Eucalyptus trees could become a common site in the paddocks of Brazilian cattle farms, as the industry strives to become a carbon-neutral industry.
Booming Brazilian Beef Sector
The booming beef industry has made Brazil a dominant player on the global stage. The country has quickly risen to become the largest exporter of beef, contributing around 20% of the world’s exports. Driven by Brazil’s increasingly lucrative relationship with China, the last 15 years have seen the South American country move from being a net importer of food to the third largest exporter of food in the world.
Such development has required a rapidly increasing amount of available farm land, which has quickly accelerated the rate at which Amazonian forests have been cleared. A third of the world’s tropical deforestation for commercial use is attributed to Brazil, and cattle farming represents the lion’s share of the use of reclaimed land.
In addition to issues surrounding the production of methane by cattle – each animal emits around 70-120 kilograms of methane annually – deforestation for grazing contributes 6% of the world’s greenhouse gas emissions.

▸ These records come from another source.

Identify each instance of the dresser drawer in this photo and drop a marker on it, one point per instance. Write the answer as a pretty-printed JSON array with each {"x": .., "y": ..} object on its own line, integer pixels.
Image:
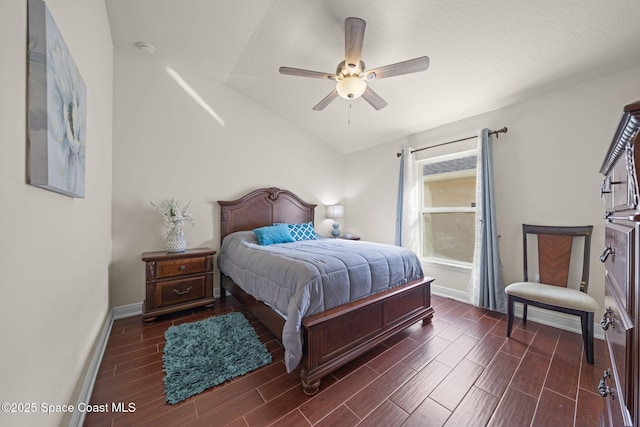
[
  {"x": 615, "y": 413},
  {"x": 618, "y": 259},
  {"x": 181, "y": 267},
  {"x": 618, "y": 331},
  {"x": 179, "y": 291}
]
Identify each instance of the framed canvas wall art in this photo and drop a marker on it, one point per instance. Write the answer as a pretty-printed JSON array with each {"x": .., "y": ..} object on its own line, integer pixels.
[{"x": 57, "y": 109}]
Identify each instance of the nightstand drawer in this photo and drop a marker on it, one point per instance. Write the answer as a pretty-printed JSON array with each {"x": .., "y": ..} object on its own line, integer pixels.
[
  {"x": 181, "y": 267},
  {"x": 177, "y": 281},
  {"x": 179, "y": 291}
]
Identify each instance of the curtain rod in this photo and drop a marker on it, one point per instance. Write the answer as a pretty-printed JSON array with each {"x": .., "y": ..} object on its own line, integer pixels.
[{"x": 493, "y": 132}]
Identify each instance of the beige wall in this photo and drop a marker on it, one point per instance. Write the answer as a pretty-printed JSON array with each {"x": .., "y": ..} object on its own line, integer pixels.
[
  {"x": 546, "y": 170},
  {"x": 166, "y": 145},
  {"x": 54, "y": 250}
]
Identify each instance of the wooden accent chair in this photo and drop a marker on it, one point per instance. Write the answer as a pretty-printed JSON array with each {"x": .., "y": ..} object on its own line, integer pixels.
[{"x": 552, "y": 292}]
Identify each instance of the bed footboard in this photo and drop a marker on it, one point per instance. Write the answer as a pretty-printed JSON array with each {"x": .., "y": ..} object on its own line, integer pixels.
[{"x": 338, "y": 336}]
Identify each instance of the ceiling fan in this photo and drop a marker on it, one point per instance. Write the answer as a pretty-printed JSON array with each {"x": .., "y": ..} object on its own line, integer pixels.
[{"x": 351, "y": 75}]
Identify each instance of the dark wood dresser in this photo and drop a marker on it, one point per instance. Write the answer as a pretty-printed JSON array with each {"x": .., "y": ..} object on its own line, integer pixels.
[
  {"x": 620, "y": 382},
  {"x": 177, "y": 281}
]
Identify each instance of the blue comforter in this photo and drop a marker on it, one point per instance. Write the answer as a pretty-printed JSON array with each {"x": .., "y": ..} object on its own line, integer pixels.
[{"x": 303, "y": 278}]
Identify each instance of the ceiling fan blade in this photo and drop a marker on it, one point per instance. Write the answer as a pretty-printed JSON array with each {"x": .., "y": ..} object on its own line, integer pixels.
[
  {"x": 353, "y": 40},
  {"x": 374, "y": 99},
  {"x": 306, "y": 73},
  {"x": 399, "y": 68},
  {"x": 326, "y": 100}
]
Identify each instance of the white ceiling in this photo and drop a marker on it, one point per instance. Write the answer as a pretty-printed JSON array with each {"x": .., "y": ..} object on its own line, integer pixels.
[{"x": 484, "y": 54}]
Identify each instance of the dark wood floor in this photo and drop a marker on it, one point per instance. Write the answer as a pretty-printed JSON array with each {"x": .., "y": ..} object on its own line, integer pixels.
[{"x": 458, "y": 370}]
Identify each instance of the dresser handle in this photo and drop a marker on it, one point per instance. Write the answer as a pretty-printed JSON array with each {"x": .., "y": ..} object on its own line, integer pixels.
[
  {"x": 607, "y": 320},
  {"x": 603, "y": 388},
  {"x": 609, "y": 250}
]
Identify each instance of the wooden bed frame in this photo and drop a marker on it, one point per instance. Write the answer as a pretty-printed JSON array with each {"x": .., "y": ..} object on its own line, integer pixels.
[{"x": 339, "y": 335}]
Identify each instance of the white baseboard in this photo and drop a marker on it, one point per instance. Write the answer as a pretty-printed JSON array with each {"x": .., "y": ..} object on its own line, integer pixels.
[
  {"x": 546, "y": 317},
  {"x": 77, "y": 419},
  {"x": 129, "y": 310}
]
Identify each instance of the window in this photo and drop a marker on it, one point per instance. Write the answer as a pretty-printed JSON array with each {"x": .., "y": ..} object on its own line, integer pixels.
[{"x": 449, "y": 208}]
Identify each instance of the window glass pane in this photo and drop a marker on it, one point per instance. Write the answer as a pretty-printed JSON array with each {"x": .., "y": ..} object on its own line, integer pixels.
[
  {"x": 449, "y": 236},
  {"x": 452, "y": 192}
]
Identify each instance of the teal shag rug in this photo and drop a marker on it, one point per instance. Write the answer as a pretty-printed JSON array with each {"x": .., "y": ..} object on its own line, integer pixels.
[{"x": 202, "y": 354}]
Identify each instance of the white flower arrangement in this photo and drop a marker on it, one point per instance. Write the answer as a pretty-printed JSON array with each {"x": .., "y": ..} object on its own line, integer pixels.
[{"x": 174, "y": 215}]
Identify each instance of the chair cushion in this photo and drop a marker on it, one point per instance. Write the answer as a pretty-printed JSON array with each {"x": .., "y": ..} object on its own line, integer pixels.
[{"x": 553, "y": 295}]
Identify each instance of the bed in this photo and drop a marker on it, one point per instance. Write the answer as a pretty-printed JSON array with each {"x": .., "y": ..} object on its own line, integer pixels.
[{"x": 327, "y": 343}]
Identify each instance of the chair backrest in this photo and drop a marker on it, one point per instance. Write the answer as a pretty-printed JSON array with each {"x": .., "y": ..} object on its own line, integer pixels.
[{"x": 554, "y": 252}]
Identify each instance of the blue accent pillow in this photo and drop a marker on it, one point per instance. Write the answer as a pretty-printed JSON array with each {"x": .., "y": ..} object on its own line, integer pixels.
[
  {"x": 272, "y": 234},
  {"x": 302, "y": 231}
]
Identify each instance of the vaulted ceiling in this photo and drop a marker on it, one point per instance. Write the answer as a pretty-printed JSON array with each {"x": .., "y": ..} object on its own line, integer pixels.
[{"x": 483, "y": 55}]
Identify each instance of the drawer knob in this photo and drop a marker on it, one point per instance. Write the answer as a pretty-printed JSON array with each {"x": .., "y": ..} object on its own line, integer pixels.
[
  {"x": 179, "y": 292},
  {"x": 609, "y": 250},
  {"x": 603, "y": 388},
  {"x": 607, "y": 319}
]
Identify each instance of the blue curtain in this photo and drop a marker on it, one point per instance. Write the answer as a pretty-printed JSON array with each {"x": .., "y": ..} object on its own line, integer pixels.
[
  {"x": 487, "y": 289},
  {"x": 400, "y": 205},
  {"x": 407, "y": 212}
]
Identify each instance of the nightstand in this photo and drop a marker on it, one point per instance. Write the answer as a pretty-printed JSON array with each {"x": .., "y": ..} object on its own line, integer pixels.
[{"x": 177, "y": 281}]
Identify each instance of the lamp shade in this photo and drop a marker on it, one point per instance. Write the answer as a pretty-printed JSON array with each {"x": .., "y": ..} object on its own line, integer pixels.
[
  {"x": 351, "y": 87},
  {"x": 334, "y": 211}
]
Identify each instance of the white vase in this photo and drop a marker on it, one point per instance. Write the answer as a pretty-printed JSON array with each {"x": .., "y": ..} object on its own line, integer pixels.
[{"x": 175, "y": 241}]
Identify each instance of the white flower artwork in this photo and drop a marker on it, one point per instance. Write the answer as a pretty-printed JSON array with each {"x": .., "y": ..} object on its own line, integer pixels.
[{"x": 57, "y": 109}]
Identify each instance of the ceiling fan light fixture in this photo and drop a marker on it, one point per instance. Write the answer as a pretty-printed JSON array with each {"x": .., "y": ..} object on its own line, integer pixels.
[{"x": 351, "y": 87}]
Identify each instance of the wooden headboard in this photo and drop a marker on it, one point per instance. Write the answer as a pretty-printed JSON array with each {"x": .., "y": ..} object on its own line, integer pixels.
[{"x": 261, "y": 207}]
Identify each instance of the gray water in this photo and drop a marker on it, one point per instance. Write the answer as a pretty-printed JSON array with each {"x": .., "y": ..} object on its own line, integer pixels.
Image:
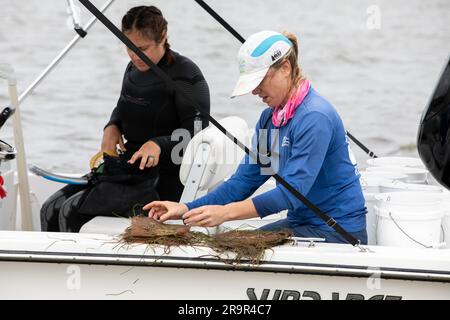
[{"x": 378, "y": 79}]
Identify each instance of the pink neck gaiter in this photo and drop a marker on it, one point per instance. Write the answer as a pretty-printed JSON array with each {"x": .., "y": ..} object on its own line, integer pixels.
[{"x": 280, "y": 115}]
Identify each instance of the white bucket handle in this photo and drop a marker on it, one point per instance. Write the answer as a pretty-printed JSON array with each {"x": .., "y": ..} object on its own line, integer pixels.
[{"x": 435, "y": 246}]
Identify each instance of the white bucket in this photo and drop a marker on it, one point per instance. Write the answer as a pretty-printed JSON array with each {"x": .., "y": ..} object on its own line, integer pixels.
[
  {"x": 446, "y": 220},
  {"x": 415, "y": 175},
  {"x": 396, "y": 162},
  {"x": 409, "y": 219},
  {"x": 398, "y": 186},
  {"x": 370, "y": 181}
]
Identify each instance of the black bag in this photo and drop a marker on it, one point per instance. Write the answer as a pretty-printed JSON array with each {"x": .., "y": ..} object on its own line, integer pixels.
[{"x": 117, "y": 188}]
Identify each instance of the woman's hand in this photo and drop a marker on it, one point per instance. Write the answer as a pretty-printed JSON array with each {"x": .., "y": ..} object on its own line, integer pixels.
[
  {"x": 206, "y": 216},
  {"x": 165, "y": 210},
  {"x": 149, "y": 154},
  {"x": 111, "y": 138}
]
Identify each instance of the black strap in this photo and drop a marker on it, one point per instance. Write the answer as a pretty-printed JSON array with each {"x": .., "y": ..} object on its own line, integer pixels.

Methane is also emitted by bare soils, while forest losses reduce biodiversity and increase the risk of the transmission of new diseases to humans.
Eucalyptus to the Rescue
While farmers could purchase offset credits to counteract their emissions, the Brazilian Agricultural Research Corporation (Embrapa) is pushing the industry to achieve carbon neutrality at a farm level. In addition to making the industry more sustainable, Embrapa is focussed on the industry achieving carbon neutrality as a key marketing feature.
At a farm-level, a cornerstone of Embrapa’s approach is the planting of Eucalyptus trees on cattle farms where native forests were cleared for commercial use. Researchers found that planting trees at a density of around 250-350 per hectare produced 25 cubic metres of wood per year in addition to sequestering up to five tonnes of carbon – the equivalent to 12 fully grown cows.
Roberto Giolo de Almedia, a lead researcher with Embrapa, said that the integration of Eucalyptus trees also increased stocking densities by up to 100%. Pastures shaded by trees performed better and offer more nutrition to grazing cattle. De Almedia’s team found that shade also benefitted livestock by providing relief from intense afternoon sun, with the study showing that cattle raised in tree-dotted pastures reached their goal weights around 30% quicker than those without shade.
While the development of a more sustainable agricultural industry is good news for Brazil, many argue that ending deforestation is the ultimate goal. Richard Eckard, professor of sustainable agriculture at the University of Melbourne, says that the Brazilian government will need to intervene in order to put a stop to further land clearing.
“In the end it all comes back to government policy,” he said.
“The only reason the Australian government achieved its Kyoto protocol targets was because they legislated against deforestation in Queensland. It requires leadership from government.”